Ahora su floreciente fuerza era un estímulo a
seguir, sin detenerse, sin rumbo, hasta llegar a algún despeñadero donde el fardo pudiera volar sin testigos y reventar en los miasmas de su
propia podredumbre.
Planeaba su nueva vida. Nunca más se sentiría atraída por un hombre con
características semejantes a las de Miguel. No se dejaría llevar por su
excesiva necesidad de amor y sus carencias, y para eso tendría que dedicarse a
su plena realización como mujer y ser humano. Después de aquella mala
experiencia sería más objetiva y reservada. Habría que conducirse con tiento,
rastreando terreno antes de involucrarse sentimentalmente.

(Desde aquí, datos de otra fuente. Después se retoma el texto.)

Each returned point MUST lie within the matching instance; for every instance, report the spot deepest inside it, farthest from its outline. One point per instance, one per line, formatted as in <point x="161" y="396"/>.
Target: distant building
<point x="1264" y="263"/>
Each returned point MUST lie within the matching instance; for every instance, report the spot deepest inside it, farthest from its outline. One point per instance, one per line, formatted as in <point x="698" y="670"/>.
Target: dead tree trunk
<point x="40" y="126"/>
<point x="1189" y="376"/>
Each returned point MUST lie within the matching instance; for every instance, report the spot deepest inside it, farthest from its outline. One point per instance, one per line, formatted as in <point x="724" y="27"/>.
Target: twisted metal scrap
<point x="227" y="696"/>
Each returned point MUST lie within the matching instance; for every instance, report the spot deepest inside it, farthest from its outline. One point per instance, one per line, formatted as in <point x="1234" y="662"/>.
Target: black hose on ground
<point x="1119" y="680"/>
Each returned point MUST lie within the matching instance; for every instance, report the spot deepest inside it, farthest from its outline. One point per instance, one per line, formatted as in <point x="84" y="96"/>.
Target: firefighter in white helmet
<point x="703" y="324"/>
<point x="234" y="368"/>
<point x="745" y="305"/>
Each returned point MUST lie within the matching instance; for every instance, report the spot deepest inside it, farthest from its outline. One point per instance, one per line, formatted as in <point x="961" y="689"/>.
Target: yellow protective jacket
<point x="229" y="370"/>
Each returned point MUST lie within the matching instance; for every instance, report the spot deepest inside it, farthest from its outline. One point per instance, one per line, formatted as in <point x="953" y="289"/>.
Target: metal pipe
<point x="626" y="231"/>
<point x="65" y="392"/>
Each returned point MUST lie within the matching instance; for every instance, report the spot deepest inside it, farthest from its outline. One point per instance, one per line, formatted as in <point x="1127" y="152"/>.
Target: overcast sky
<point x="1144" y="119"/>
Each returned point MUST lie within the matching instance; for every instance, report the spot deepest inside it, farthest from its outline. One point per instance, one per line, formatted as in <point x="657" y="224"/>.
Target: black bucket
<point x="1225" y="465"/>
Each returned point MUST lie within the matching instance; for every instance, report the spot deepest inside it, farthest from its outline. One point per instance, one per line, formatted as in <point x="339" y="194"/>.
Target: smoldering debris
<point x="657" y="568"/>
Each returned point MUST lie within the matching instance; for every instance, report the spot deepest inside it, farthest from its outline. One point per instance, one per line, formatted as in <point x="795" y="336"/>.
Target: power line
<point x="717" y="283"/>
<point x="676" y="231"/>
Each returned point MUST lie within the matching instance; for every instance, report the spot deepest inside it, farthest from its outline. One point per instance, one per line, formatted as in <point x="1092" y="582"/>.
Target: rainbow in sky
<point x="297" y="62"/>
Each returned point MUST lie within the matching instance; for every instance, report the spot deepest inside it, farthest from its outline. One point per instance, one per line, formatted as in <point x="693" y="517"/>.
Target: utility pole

De pronto se empezó a poner nerviosa. La ocasión idónea no se presentaba y el poder deshacerse del bulto se le estaba complicando. El inmenso agotamiento estaba velado por la adrenalina que aún circulaba en su cuerpo. Respiró profundo para recuperar su aplomo. Tendría que esperar, estacionada en algún lugar, a que llegara la madrugada. Lo hizo y continuó el viaje a las 12 de la noche.
Serían la una de la mañana cuando a Sara la deslumbró una luz insoportable
que le cayó encima como un sol atronador de cristales rotos. Después de oír las ambulancias no supo más.